Legal Zoom has demonstrated how, in a relatively short period of time, an innovative technology platform that was considered a marginal player in the legal services market by the establishedlegal profession can displace law firms as the primary source for consumer personal document driven legal services. In Canada, more than two-thirds of divorces are now self-document driven. The Clayton Christensen Institute, arguably the global leader in think tank disruption research, has identified the JD legal education model and corresponding conventional practice of law as being prime candidates for disruption and displacement by a new generation of innovative legal services in which technology will be an enabler.  

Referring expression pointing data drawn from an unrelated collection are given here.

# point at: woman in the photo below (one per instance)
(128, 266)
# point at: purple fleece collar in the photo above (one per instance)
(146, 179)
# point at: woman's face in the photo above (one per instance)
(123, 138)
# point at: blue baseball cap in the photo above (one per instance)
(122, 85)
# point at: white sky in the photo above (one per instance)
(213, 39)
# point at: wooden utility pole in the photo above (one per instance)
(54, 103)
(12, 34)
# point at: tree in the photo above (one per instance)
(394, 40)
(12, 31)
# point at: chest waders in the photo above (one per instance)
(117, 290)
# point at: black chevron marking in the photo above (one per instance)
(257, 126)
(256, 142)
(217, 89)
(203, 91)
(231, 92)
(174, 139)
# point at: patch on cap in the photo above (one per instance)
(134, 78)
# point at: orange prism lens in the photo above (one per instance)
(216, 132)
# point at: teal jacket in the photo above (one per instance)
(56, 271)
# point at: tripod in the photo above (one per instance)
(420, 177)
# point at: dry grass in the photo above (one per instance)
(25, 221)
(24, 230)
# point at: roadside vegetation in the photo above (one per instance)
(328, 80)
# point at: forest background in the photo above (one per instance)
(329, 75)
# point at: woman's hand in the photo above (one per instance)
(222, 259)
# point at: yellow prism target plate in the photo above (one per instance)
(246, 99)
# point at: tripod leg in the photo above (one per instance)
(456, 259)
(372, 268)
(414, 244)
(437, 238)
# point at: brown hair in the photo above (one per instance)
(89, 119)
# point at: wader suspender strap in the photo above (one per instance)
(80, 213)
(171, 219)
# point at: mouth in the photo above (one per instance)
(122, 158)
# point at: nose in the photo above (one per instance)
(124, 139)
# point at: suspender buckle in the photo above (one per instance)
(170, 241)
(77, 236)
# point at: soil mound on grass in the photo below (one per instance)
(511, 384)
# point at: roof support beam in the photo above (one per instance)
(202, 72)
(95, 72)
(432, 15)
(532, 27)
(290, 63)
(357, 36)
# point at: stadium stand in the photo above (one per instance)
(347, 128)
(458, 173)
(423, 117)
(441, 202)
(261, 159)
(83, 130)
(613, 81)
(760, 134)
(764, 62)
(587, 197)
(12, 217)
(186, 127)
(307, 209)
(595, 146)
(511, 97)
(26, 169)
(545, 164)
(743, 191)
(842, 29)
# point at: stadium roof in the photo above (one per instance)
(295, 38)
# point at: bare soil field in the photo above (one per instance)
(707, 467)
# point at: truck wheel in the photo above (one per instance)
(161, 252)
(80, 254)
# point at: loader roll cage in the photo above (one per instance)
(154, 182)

The Riverview Disruption Formula for Success

Riverview recognizes that law is being integrated into a dynamic legal services market. “JD jurisprudential education and the conventional practice of law are rooted in the 19th century industrial revolution principles and practices. The 21st Century has undergone a fundamental revolutionary transformation to an information society in which technology is the primary enabler. Technology platforms enable and empower new age professionals and paraprofessionals, the latter who frequently combine a disciplinary knowledge base with technology to be primary professional enablers, to disrupt and displace traditional professional service provider models. Riverview has created a workplace culture and environment that is enabling innovative teams to think outside the practice of law box and integrate law into the design and deliver of legal services. Legal services management is arguably the first step in what may well become a progressive learning curve in  21st century professional services  market where the mantra is:

Law When Necessary but not Necessarily the Law”.

The EY Factor

Lawyers have traditionally been, at best, lukewarm to gravitating out of the comfort zone wherein in-house counsel liaises with “those that they know” and “those that think like they do”; other lawyers. Much of this can be traced to the JD model of professional legal education that  isolates law students from other professional educational sources and resources andinduces them to rely on one of their own as the primary resource on legal and law related matters. However, the EY brand is a powerful presence in the business and professional services market . A study by the Harvard law School Center on the Legal Profession notes that the “Big 4” have had demonstrable success in breaking down the fraternal lawyer to lawyer network and inducing corporate legal departments to begin looking to them as a source of professional services expertise. The EY integration of  a legal management services provider into its brand may enable Riverview to succeed where comparable independent providers have had limited success.

Legal Futures

The JD/LLB Degree and the Future of Legal Services Careers

Law schools have got to “get with the program” and gravitate to a professional services business education model that embraces the combination of specialization and collaboration that  Riverview is demonstrating with its legal services management platform . The JD/LLB does provide students with a framework of solid professional learning experiences. However, it’s in need of a reinvention in a 21st century professional services context with added value intensive multidisciplinary learning experience. The UK “Combined senior status LLB/LLM” integrated three-year degree is the solution. Two years of graduate legal education supplemented by one year of post graduate multi-disciplinary LLM level education that combines law with a learning experience that requires intensive collaborative research and out of the envelope lateral thing will attract those best and brightest into legal education and provide the legal profession with the new generation of 21st century legal services providers.

Most savvy and ambitious professionals today understand that it’s in their economic interests to become truly expert at one topic. Ideally, that one topic is both arcane (in the sense of not being easily learned) and critically important (meaning there’s a market for this skill).